The data was collected from open and crowdsourced sources. Street names were extracted from OpenStreetMap and then filtered, cleaned and matched with instances contained in Wikidata. Data collected automatically was then double-checked manually through an ad hoc interface developed for the purpose. The visual part was designed so as to let users explore the map of each city, with pop-ups showing a short profile of the women represented.
Though being currently centered on gender gap, we plan to cover more cities, European countries and topics. The established methodology can lead to further analysis, such as: which roles, segments of population and historical figures do we honour, and which ones do we ignore? To what an extent are foreigners, people of colour, etc. celebrated in our urban spaces? And to what an extent are problematic figures celebrated instead (e.g. people associated with racism, colonialism, dictatorships, etc.)?
What was the hardest part of this project?
The hardest part of this project has been dealing with the data. Being OpenStreetMaps and Wikidata crowdsources sources, matching toponyms and odonyms with wikidata entries has not always been smooth. Especially in cases where streets were named after local personalities with no Wikipedia pages to retrieve the data from.
This made it mandatory for us to manually check most of the associations manually in order to fine-tune our analysis. This has been highly tie consuming but ensured a quality that automatic data analysis could not have had.

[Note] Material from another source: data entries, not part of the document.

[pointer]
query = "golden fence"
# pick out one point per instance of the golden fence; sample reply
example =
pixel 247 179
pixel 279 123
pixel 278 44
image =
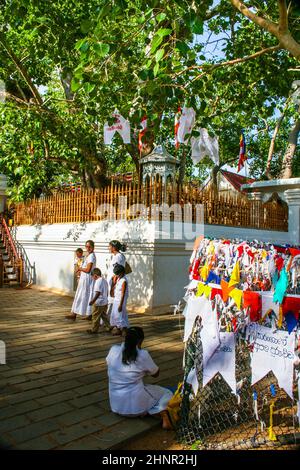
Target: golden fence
pixel 120 202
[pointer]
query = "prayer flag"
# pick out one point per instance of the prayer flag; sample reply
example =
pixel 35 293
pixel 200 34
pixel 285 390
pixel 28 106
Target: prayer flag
pixel 242 155
pixel 142 132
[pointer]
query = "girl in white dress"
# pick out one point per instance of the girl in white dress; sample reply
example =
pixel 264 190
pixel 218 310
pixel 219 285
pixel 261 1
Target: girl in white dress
pixel 115 248
pixel 127 364
pixel 81 300
pixel 119 293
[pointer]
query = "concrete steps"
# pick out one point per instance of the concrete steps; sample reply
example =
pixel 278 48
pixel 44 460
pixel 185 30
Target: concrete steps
pixel 9 274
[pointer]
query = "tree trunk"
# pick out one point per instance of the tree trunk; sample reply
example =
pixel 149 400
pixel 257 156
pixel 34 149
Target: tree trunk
pixel 287 163
pixel 182 167
pixel 272 143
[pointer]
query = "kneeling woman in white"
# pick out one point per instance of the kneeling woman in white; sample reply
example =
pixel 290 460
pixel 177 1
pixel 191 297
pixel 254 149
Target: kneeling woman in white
pixel 119 292
pixel 127 364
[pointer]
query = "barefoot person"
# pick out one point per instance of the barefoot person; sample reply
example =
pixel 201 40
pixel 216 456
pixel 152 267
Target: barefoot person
pixel 79 259
pixel 127 364
pixel 81 300
pixel 98 301
pixel 119 293
pixel 115 247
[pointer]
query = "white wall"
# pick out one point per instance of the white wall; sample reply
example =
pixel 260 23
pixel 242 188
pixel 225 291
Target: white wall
pixel 159 261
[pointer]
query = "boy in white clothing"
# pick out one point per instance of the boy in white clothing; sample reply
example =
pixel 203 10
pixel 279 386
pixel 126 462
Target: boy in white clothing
pixel 99 302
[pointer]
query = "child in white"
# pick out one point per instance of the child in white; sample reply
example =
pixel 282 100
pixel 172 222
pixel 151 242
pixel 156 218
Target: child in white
pixel 119 292
pixel 98 301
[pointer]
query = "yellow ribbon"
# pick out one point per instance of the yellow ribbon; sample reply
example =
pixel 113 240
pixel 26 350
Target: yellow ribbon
pixel 235 275
pixel 272 435
pixel 236 295
pixel 204 272
pixel 280 318
pixel 203 289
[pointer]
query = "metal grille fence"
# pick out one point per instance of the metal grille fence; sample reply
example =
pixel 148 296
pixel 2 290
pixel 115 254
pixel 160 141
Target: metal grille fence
pixel 216 419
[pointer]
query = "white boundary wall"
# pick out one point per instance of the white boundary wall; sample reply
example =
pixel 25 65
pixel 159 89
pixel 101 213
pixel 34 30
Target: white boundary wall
pixel 159 258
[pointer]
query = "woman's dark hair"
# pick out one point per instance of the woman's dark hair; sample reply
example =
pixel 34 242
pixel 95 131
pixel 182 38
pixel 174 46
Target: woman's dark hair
pixel 134 336
pixel 96 271
pixel 118 245
pixel 119 269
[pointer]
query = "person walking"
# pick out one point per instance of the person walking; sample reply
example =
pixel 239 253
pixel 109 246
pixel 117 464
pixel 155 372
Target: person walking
pixel 81 300
pixel 99 302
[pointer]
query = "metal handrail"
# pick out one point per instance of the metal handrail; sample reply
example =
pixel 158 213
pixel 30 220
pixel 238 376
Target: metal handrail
pixel 11 249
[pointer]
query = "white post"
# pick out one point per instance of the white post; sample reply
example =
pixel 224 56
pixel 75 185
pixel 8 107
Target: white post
pixel 292 197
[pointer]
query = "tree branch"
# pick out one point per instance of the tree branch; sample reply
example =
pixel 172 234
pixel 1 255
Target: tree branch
pixel 22 70
pixel 283 16
pixel 281 31
pixel 229 62
pixel 262 22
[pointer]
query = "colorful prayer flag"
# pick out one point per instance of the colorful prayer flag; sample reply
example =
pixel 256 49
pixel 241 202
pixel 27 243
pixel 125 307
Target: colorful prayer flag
pixel 242 155
pixel 142 132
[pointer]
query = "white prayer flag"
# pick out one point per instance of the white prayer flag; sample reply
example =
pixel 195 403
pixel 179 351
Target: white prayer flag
pixel 193 380
pixel 210 335
pixel 186 124
pixel 272 351
pixel 121 125
pixel 222 361
pixel 191 312
pixel 203 146
pixel 268 304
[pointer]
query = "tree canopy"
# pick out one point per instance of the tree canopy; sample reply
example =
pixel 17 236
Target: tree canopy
pixel 67 65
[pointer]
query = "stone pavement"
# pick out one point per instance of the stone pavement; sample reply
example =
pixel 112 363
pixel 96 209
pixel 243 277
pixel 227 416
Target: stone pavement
pixel 53 388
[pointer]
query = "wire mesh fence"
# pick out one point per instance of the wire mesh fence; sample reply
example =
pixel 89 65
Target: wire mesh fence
pixel 259 416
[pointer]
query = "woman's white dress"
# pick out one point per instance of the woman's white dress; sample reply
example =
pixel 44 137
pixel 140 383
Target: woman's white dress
pixel 81 300
pixel 118 258
pixel 119 319
pixel 128 395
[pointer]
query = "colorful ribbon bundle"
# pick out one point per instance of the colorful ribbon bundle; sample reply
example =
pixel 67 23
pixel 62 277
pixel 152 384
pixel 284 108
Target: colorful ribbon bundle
pixel 249 278
pixel 247 292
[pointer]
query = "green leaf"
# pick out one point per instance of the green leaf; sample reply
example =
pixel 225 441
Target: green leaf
pixel 157 40
pixel 160 17
pixel 197 27
pixel 156 69
pixel 82 45
pixel 101 49
pixel 88 87
pixel 85 26
pixel 182 47
pixel 75 85
pixel 164 32
pixel 159 54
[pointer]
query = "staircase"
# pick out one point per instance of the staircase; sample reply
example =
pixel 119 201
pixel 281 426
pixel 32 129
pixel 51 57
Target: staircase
pixel 11 265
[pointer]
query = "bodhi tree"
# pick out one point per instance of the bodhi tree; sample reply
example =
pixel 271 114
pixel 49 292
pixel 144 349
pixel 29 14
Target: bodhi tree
pixel 67 65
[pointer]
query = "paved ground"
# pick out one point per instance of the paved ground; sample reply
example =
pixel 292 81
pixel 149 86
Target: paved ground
pixel 53 388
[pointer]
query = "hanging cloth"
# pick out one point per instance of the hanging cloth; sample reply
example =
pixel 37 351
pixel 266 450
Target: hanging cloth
pixel 235 275
pixel 281 287
pixel 252 300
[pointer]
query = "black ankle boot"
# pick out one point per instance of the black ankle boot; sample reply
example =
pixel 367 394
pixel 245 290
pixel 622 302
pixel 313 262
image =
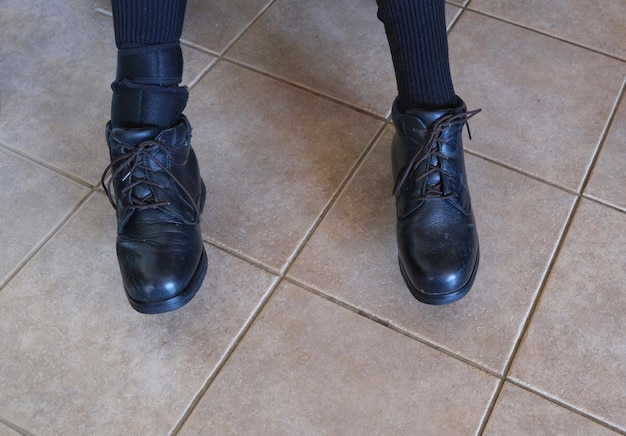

What can others learn from this project?
What we learned themselves: that open data has great potential for culturally transformative projects. There are, of course, obstacles that hinder the use of this data. As a matter of fact, given that to finalize this project we had to develop our own R library, we also gave an extensive guide on how to use it in order to harness the wealth of data that is open, free, but not always easy to access.